Last Friday, Viacom CBS slumped 27% on Friday while Disovery also fell 27%. Shares of China-based Baidu and Tencent Music slumped during the week, falling as much as 33.5% and 48.5%, respectively, from Tuesday’s closing levels. According to Bloomberg, this *sell-off erased $35 billion from the values of major stocks ranging from Chinese technology giants to U.S. media companies.
(*Sell-off is the sale of shares, bonds, or commodities, especially one that causes a plunge in price)

The Backstory

All this happened because Archegos Capital Management, a New York-based private investment firm resorted to a massive fire sale of stocks worth $20 billion on Friday. A trader told CNBC that Goldman Sachs, Morgan Stanley, Credit Suisse and Deutsche Bank all forced Archegos to liquidate many of the China internet names via unregistered trades.
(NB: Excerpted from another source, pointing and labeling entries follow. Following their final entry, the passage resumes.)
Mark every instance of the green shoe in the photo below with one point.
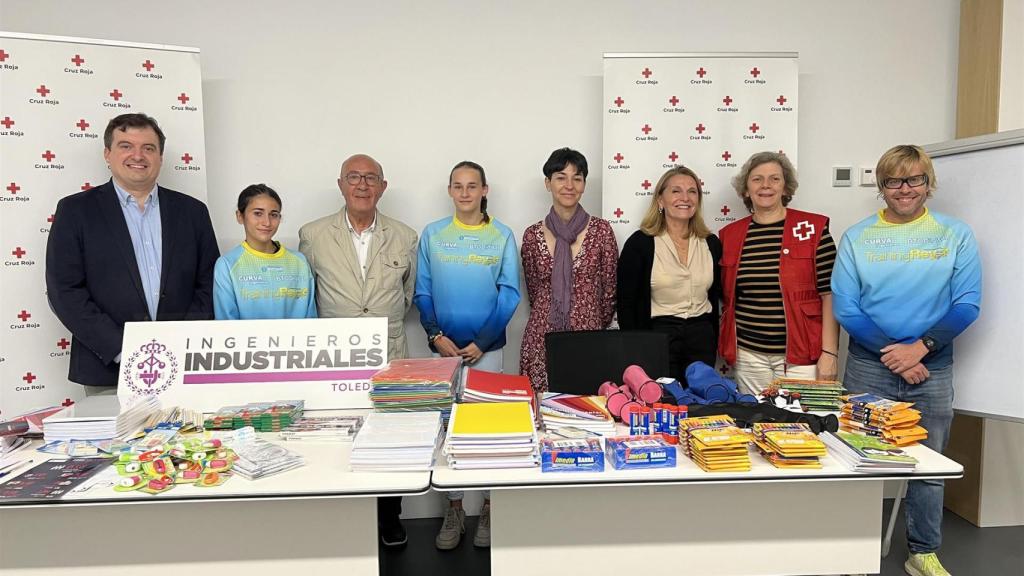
(924, 565)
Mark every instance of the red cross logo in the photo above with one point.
(803, 231)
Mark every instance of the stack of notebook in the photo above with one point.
(494, 386)
(865, 453)
(492, 436)
(559, 411)
(416, 384)
(396, 442)
(822, 396)
(896, 422)
(715, 444)
(788, 445)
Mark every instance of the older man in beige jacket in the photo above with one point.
(365, 263)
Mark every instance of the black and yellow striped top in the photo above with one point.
(760, 317)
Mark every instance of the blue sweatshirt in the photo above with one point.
(467, 281)
(900, 282)
(252, 285)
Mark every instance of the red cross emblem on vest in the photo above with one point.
(803, 231)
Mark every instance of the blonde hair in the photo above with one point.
(788, 176)
(900, 160)
(653, 220)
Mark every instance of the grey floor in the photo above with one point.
(967, 550)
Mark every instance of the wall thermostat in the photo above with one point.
(842, 176)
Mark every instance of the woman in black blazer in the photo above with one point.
(669, 278)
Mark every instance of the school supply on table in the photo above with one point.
(635, 452)
(50, 479)
(788, 445)
(263, 416)
(715, 444)
(482, 385)
(796, 394)
(417, 384)
(396, 442)
(331, 428)
(492, 436)
(865, 453)
(571, 455)
(896, 422)
(568, 410)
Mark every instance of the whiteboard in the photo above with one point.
(981, 181)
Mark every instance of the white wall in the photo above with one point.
(292, 88)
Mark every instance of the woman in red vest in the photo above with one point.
(776, 270)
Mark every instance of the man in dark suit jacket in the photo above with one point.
(127, 251)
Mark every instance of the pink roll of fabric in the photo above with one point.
(643, 386)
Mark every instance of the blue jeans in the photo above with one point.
(934, 398)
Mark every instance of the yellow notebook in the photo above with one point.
(492, 419)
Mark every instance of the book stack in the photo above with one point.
(866, 453)
(822, 396)
(494, 386)
(330, 428)
(416, 384)
(492, 436)
(560, 411)
(896, 422)
(715, 444)
(788, 445)
(396, 442)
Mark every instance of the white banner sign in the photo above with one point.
(56, 95)
(208, 365)
(707, 112)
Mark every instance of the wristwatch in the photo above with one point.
(930, 343)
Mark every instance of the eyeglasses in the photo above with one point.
(912, 181)
(354, 177)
Why did the investment banks push Archegos to sell the stocks?

Archegos Capital was using tons of borrowed money from investment banks/brokers to make outsized bets and pledged as collateral with them. So, when the value of the pledged shares declines, the investment banks will ask for additional shares as collateral. This is called margin call.

Now let’s say that the company is unable to provide additional shares, then what happens? Depending on how much the value of the pledged shares that has declined, the broker will sell a part or all of it to recover its money. This is what happened with Archegos. When the investment firm was unable to put up the money, the brokers sold the shares Archegos had pledged with them to make up for the lost amount.

Impact On Investment Banks

Apart from the sell-off that happened on Friday, investment companies such as Nomura and Credit Suisse have also warned of huge losses. Nomura stated that it was evaluating the extent of the potential losses, noting that its estimated claim against the unnamed client was around $2 billion. Sources told FT that the expected loss of Credit Suisse is estimated to be between $3 billion and $4 billion.

Zooming Out

The important thing to notice here is Archegos’ founder and CEO, Bill Hwang’s past. He built Tiger Asia Management in New York partly with money from his former boss. In 2012, he pleaded guilty to insider trading on some Chinese bank stocks and agreed to criminal and civil settlements of more than $60 million. He later closed down that fund. Now, many are questioning why so many big banks lent so much money to a family office whose founder has a problematic past.

The other problem is that there are many other hedge funds that have exposure to the same basket of stocks as Hwang’s family office. So, this is raising questions about whether more problems are waiting for those hedge funds. At present, traders around the world are on high alert and are waiting to see whether more block trades will take place. The traders are also keeping a watch if the fire sale by Hwang’s family office will have fallout on the wider financial system.